Let's try it this way. 4692 people tested yesterday with 77 new cases. According to studies published in the Lancet, this would indicate most of those cases are either false positive or currently positive patients re-testing.

Much like the Maine hockey story which fizzled out, we will keep our eye on NH's numbers and see if this is real or not.


what?


Yeah, this sounds like a crank. "We will keep our eyes..."? Who is we? PP, do you have a frog in your pocket?
Anonymous
Honestly, I don’t get the big deal about wearing a mask on the ice. My kid does it, works hard and is fine. Masks protect and help prevent outbreaks, which we all want because even if you aren’t all that concerned about the health of others, surely people understand that hockey outbreaks will lead to hockey being restricted, as in NH.
Anonymous
Anonymous wrote:What is troubling about this to me, as a hockey parent, is that people on the other team tested positive. So transmission cannot be fully explained away by time in the locker room (locker rooms aren’t open in our area rinks); exposure must have come through on ice play.

Our team wears masks during practice for the most part, but other teams aren’t wearing them in games.


But they were adult men willing to play ice hockey in FLorida in June. They could have caught Covid doing any of the number of other things they were probably doing. They weren't quarantining at home except for ice hockey games.
Anonymous
Anonymous wrote:
Anonymous wrote:
Anonymous wrote:Correct.
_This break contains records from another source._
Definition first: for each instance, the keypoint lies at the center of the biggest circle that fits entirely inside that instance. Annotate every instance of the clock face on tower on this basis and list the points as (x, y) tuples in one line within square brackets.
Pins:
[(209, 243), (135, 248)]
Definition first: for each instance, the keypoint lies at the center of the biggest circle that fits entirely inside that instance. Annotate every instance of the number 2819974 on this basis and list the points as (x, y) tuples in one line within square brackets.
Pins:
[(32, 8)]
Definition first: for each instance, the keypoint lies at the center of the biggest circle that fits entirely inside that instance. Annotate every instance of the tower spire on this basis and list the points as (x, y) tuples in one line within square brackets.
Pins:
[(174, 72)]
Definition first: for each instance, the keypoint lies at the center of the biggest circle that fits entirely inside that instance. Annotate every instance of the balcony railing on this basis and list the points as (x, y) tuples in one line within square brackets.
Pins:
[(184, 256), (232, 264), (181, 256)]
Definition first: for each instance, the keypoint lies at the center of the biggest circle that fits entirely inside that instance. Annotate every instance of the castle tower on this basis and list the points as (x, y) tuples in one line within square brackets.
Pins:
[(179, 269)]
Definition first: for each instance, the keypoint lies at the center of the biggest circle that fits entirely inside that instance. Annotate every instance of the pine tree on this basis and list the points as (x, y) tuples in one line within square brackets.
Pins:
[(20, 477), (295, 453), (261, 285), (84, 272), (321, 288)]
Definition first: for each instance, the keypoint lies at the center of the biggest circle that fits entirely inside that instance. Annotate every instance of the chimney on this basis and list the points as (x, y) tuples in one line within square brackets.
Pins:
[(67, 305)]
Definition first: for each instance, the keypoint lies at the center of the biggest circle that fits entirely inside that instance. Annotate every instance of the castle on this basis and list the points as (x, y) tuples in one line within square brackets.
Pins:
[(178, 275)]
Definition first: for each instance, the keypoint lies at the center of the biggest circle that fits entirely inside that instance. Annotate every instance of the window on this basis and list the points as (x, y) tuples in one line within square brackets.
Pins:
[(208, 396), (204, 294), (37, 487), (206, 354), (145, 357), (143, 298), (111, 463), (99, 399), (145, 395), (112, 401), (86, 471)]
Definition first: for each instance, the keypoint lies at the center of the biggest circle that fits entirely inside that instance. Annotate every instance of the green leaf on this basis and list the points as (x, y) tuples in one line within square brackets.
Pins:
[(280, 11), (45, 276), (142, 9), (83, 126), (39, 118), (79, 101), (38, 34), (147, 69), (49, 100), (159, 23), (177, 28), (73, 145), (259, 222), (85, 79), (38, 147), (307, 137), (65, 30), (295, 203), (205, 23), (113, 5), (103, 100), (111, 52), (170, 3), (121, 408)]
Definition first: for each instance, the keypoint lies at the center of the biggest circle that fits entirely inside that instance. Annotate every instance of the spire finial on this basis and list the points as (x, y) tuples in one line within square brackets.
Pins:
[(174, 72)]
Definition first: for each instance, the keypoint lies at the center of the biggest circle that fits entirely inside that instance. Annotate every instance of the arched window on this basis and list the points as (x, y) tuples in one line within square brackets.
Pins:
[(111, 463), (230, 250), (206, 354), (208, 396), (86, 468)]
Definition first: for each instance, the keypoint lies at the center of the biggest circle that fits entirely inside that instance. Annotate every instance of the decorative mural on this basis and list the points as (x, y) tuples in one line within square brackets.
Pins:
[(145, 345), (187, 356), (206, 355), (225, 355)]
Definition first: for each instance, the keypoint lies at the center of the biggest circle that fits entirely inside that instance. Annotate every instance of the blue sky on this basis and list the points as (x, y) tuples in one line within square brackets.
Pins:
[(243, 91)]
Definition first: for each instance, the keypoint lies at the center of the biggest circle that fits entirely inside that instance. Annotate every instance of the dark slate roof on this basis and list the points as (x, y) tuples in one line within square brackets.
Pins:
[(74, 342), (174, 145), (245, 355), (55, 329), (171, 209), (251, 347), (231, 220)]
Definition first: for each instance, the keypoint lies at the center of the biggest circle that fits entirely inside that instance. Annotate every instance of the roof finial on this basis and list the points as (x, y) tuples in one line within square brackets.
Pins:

And if you are so concerned about things keep your kids home forever but let us move on with our lives and having kids be kids.
Anonymous wrote:There are potential super spreader events happening everywhere for sports. Soccer, baseball, football, lacrosse, swimming, etc. Just going to the grocery store has potential. I’m not sure why hockey has become such a hot topic on this board- it’s really not a major outlier. I have no dog in this fight, if you want to play great, have a fun season. If you’re uncomfortable about it, take the season off. THe obsession over this, as it relates to hockey, is really weird.


No. Indoor maskless sports will have to stop.


I guess we will just have to agree to disagree.


+1. People can make their own decisions about this.
Anonymous
Anonymous wrote:
Anonymous wrote:
Anonymous wrote:
Anonymous wrote:Correct. And if you are so concerned about things keep your kids home forever but let us move on with our lives and having kids be kids.
Anonymous wrote:There are potential super spreader events happening everywhere for sports. Soccer, baseball, football, lacrosse, swimming, etc. Just going to the grocery store has potential. I’m not sure why hockey has become such a hot topic on this board- it’s really not a major outlier. I have no dog in this fight, if you want to play great, have a fun season. If you’re uncomfortable about it, take the season off. THe obsession over this, as it relates to hockey, is really weird.


No. Indoor maskless sports will have to stop.


I guess we will just have to agree to disagree.


+1. People can make their own decisions about this.


Not really. If you know anything about the history of pandemics for the last 500 years, you that doesn't really work.